Comtois doesn’t have a crystal ball. If he did, he’d know which aircraft will be chosen and what kind of role L-3 MAS might play in supporting the new fleet. But he is passionately certain about one thing: “This investment in new fighters by the Government of Canada cannot be taken lightly. All of these things we’ve done as a company are a result of the government’s decision, 33 years ago, to acquire the CF-18 and the associated intellectual property, and to invest in Canadian industry. As we look to the future, when the government spends billions of dollars acquiring fleets, they have to think that two thirds of that will be going to supporting the aircraft after it is acquired. So what do we want? An industry where the government buys something and strongly incentivizes the OEMs to invest here.”
He added that if the new fighter contract does not require L-3 MAS in-service support, the company will be ready with a Plan B. It has already established a firm foothold in commercial markets, and is actively partnering with other countries still operating the F/A-18 to support their fleets.

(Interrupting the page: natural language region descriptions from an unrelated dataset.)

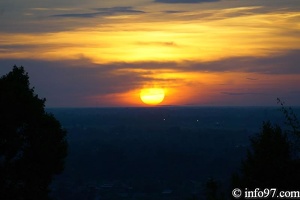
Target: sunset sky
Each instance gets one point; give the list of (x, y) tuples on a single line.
[(201, 52)]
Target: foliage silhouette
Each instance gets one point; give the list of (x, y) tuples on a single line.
[(270, 163), (33, 144)]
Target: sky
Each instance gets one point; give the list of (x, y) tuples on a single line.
[(201, 52)]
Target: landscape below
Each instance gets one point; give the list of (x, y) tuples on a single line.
[(154, 153)]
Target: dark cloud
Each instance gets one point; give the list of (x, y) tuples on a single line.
[(283, 63), (101, 12), (70, 82), (251, 79), (185, 1)]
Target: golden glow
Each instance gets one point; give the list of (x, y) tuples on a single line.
[(152, 96), (214, 38)]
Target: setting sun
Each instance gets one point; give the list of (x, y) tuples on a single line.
[(152, 96)]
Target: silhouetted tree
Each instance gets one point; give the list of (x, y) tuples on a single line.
[(32, 142), (269, 162)]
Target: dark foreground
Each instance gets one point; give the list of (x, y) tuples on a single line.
[(154, 153)]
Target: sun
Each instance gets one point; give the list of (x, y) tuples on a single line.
[(152, 96)]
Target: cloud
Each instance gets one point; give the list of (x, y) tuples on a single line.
[(101, 12), (241, 93), (280, 63), (185, 1)]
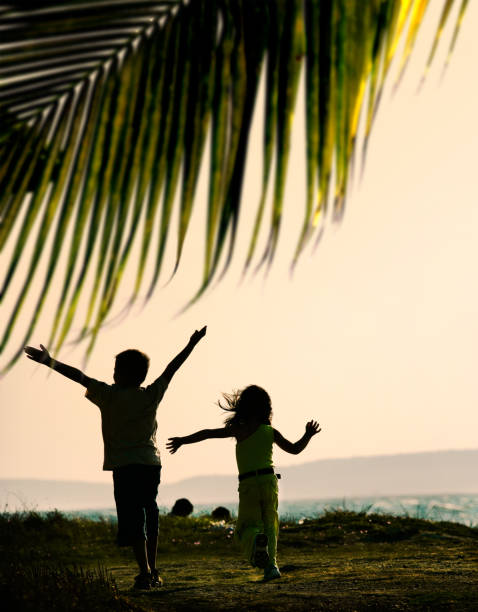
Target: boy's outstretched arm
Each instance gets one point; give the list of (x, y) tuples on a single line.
[(181, 357), (42, 356), (199, 436), (295, 448)]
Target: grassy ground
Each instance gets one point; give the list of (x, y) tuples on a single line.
[(342, 561)]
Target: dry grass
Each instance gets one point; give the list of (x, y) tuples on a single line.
[(342, 561)]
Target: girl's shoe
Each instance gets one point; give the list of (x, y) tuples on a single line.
[(156, 580), (260, 555), (271, 572)]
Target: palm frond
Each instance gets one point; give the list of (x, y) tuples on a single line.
[(106, 108)]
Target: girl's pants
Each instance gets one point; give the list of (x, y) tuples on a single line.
[(258, 513)]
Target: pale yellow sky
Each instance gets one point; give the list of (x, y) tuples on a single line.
[(374, 335)]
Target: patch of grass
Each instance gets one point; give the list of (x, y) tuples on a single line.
[(41, 587), (341, 560)]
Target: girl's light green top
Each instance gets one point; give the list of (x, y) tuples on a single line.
[(255, 452)]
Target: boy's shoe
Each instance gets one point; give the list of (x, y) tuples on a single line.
[(260, 555), (156, 580), (142, 582), (271, 573)]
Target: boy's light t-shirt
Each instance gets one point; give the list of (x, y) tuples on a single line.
[(128, 421)]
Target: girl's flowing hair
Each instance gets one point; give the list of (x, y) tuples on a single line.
[(253, 402)]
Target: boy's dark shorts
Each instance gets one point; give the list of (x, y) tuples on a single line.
[(135, 491)]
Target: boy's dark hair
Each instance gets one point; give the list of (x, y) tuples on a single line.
[(131, 367), (253, 401)]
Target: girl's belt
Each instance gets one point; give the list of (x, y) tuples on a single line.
[(260, 472)]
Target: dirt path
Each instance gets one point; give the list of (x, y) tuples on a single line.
[(425, 573)]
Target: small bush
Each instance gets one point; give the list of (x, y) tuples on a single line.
[(46, 588)]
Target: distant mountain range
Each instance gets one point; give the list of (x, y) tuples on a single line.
[(438, 472)]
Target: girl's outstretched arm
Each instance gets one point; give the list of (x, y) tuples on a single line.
[(199, 436), (295, 448)]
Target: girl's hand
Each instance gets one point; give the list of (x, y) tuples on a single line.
[(40, 355), (194, 339), (312, 428), (174, 444)]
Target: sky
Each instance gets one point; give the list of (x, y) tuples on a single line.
[(374, 334)]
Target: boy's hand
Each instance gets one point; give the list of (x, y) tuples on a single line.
[(174, 443), (198, 335), (40, 355), (312, 428)]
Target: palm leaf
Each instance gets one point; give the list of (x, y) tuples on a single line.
[(105, 110)]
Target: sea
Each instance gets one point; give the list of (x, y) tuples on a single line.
[(454, 507)]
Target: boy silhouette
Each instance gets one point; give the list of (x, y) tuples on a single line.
[(128, 424)]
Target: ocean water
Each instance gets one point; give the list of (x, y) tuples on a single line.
[(453, 507)]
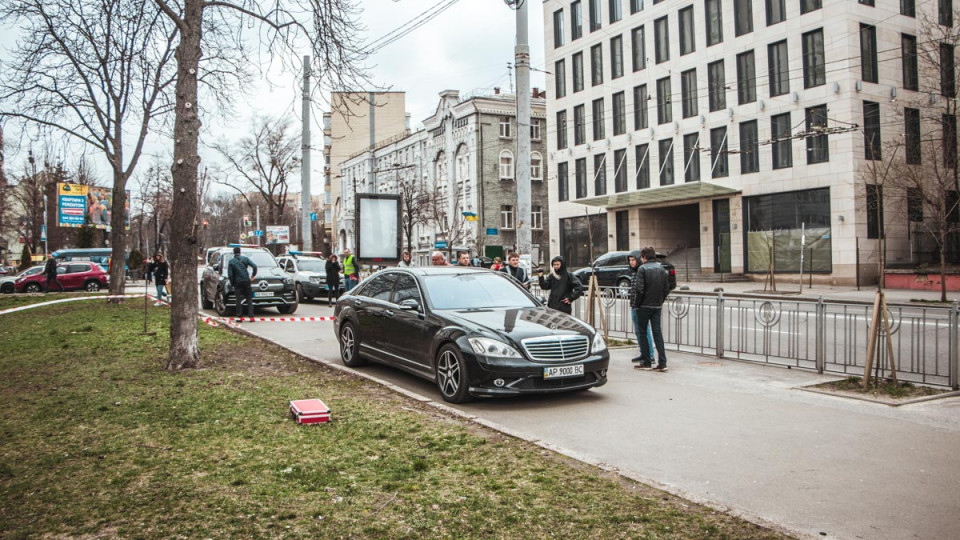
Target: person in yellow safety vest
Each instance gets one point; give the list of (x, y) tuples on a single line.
[(349, 270)]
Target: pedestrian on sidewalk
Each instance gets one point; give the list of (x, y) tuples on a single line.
[(651, 285), (333, 269), (159, 271), (50, 270), (564, 287), (633, 259), (240, 280)]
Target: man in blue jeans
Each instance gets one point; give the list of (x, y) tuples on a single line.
[(651, 285)]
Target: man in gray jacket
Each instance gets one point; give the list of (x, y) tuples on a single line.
[(651, 285)]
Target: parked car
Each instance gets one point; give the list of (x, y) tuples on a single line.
[(8, 283), (309, 275), (73, 276), (473, 332), (271, 288), (613, 270)]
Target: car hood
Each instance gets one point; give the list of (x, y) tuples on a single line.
[(518, 323)]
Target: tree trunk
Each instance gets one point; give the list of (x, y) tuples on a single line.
[(118, 234), (184, 352)]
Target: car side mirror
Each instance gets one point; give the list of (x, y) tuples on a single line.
[(410, 304)]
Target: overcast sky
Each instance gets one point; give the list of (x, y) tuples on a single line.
[(466, 48)]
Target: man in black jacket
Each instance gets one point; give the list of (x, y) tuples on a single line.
[(651, 285)]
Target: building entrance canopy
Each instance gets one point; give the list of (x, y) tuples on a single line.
[(659, 195)]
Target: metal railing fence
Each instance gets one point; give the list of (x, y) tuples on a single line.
[(825, 336)]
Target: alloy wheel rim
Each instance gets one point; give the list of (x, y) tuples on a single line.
[(448, 371)]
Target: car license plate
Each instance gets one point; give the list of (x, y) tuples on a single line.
[(557, 372)]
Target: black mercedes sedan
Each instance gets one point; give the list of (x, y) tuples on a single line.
[(473, 331)]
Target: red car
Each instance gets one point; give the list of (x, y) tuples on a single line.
[(77, 275)]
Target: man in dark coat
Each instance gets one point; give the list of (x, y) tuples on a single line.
[(50, 270), (651, 285), (564, 287), (240, 280)]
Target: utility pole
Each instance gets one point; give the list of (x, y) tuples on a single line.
[(305, 206), (523, 132)]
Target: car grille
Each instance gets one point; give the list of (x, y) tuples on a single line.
[(557, 348)]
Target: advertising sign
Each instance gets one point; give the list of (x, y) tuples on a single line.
[(79, 205), (378, 232), (278, 234)]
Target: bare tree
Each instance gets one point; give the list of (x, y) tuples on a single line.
[(97, 72), (284, 27), (266, 161)]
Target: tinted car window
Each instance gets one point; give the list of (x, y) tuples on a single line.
[(406, 289), (379, 287), (474, 290)]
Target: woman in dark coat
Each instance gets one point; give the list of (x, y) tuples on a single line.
[(333, 270), (564, 287)]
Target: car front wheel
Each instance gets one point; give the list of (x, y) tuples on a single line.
[(452, 377), (350, 346)]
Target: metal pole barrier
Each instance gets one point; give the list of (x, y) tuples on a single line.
[(720, 302)]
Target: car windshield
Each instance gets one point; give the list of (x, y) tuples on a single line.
[(474, 290), (262, 259), (312, 266)]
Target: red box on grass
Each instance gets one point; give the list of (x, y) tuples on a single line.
[(310, 411)]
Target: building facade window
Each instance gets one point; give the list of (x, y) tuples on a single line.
[(688, 93), (506, 217), (560, 78), (868, 53), (581, 174), (638, 50), (871, 130), (620, 170), (911, 130), (642, 174), (561, 130), (818, 150), (776, 11), (664, 105), (814, 61), (558, 28), (749, 148), (691, 157), (596, 64), (616, 57), (661, 38), (600, 174), (806, 6), (619, 113), (779, 68), (598, 124), (665, 150), (948, 84), (782, 143), (717, 92), (687, 32), (714, 19), (579, 125), (506, 165), (719, 167), (742, 17), (563, 181), (746, 78), (640, 99), (908, 55), (576, 20), (505, 132)]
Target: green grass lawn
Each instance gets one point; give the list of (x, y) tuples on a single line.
[(100, 441)]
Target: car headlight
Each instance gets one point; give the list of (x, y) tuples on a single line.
[(598, 344), (493, 347)]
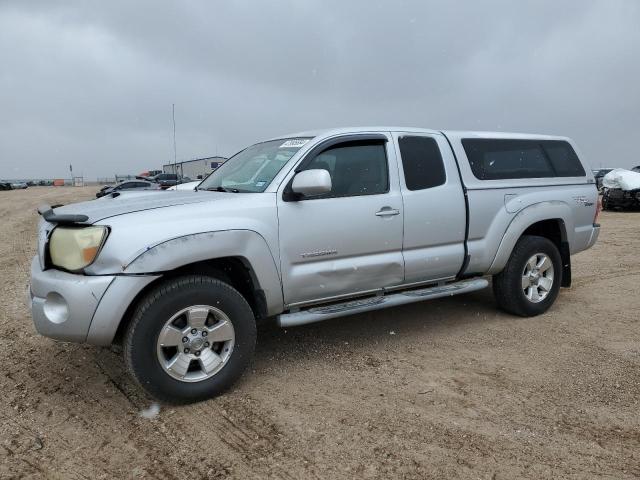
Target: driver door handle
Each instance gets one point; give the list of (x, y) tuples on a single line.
[(387, 212)]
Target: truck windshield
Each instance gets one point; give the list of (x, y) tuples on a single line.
[(253, 169)]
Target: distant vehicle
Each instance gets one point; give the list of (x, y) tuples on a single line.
[(599, 175), (622, 190), (186, 186), (166, 180), (129, 185)]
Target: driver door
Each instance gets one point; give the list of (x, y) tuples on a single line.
[(349, 241)]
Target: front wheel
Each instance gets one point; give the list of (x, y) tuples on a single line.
[(190, 339), (530, 282)]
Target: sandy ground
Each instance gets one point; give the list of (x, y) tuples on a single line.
[(444, 389)]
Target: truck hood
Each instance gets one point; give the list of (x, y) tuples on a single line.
[(111, 206)]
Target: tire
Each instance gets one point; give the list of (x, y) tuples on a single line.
[(509, 285), (168, 315)]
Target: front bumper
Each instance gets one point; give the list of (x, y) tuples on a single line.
[(81, 308), (62, 304), (595, 233)]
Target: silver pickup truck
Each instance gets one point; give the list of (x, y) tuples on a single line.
[(304, 228)]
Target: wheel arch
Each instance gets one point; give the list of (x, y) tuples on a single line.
[(236, 271), (239, 257), (551, 220)]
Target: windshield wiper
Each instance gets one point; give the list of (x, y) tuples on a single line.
[(222, 189)]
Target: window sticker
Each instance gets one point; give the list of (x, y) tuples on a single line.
[(297, 142)]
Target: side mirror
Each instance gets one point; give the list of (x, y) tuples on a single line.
[(311, 182)]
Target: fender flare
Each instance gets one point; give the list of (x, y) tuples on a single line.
[(248, 245), (548, 210)]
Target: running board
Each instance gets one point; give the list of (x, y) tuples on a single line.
[(317, 314)]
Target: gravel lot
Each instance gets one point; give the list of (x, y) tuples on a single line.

“As Canadians, we are sometimes reluctant to assume a leadership role on the world stage,” he said. “For the F/A 18, everyone comes to see us. We provide support to the Australian fleet, the U.S. Navy fleet, Spain, Finland and others. There’s nobody else in the world that has the F/A-18 experience we have, barring Boeing (which purchased McDonnell Douglas in 1996, and now supports the F/A-18). We are the F/A-18 centre of excellence, there’s no question.”
He believes that Canada’s next fighter fleet deserves a similar home-grown centre of excellence to maintain Canada’s ability to control its own assets. “In hindsight, we wouldn’t be doing all we are doing today if it wasn’t for the forethought and investment the government made back in 1986 – we were put on the map because of that investment.”
As the new fighter procurement drags on, L-3 MAS will continue to find ways to extend the life of Canada’s CF-18 Hornet fleet. Whatever contracts the future holds in store, Comtois said the company’s success will ultimately be tied to those Monday morning new employee briefings.
“It’s all about the people. We don’t have the secret to the Caramilk bar – a company decides to do business with us because of our people. We know they have many other options. We always have to be proactive and offer them better service, and that comes from people who are passionate and engaged.”
Comtois practices the doctrine of passionate engagement himself. It’s not unusual to see him walking the shop floor, or signing a daily stack of employee birthday cards.
 “I get a lot of energy from the people I work with,” he said. “There are hundreds of people giving me energy every day. I love it.”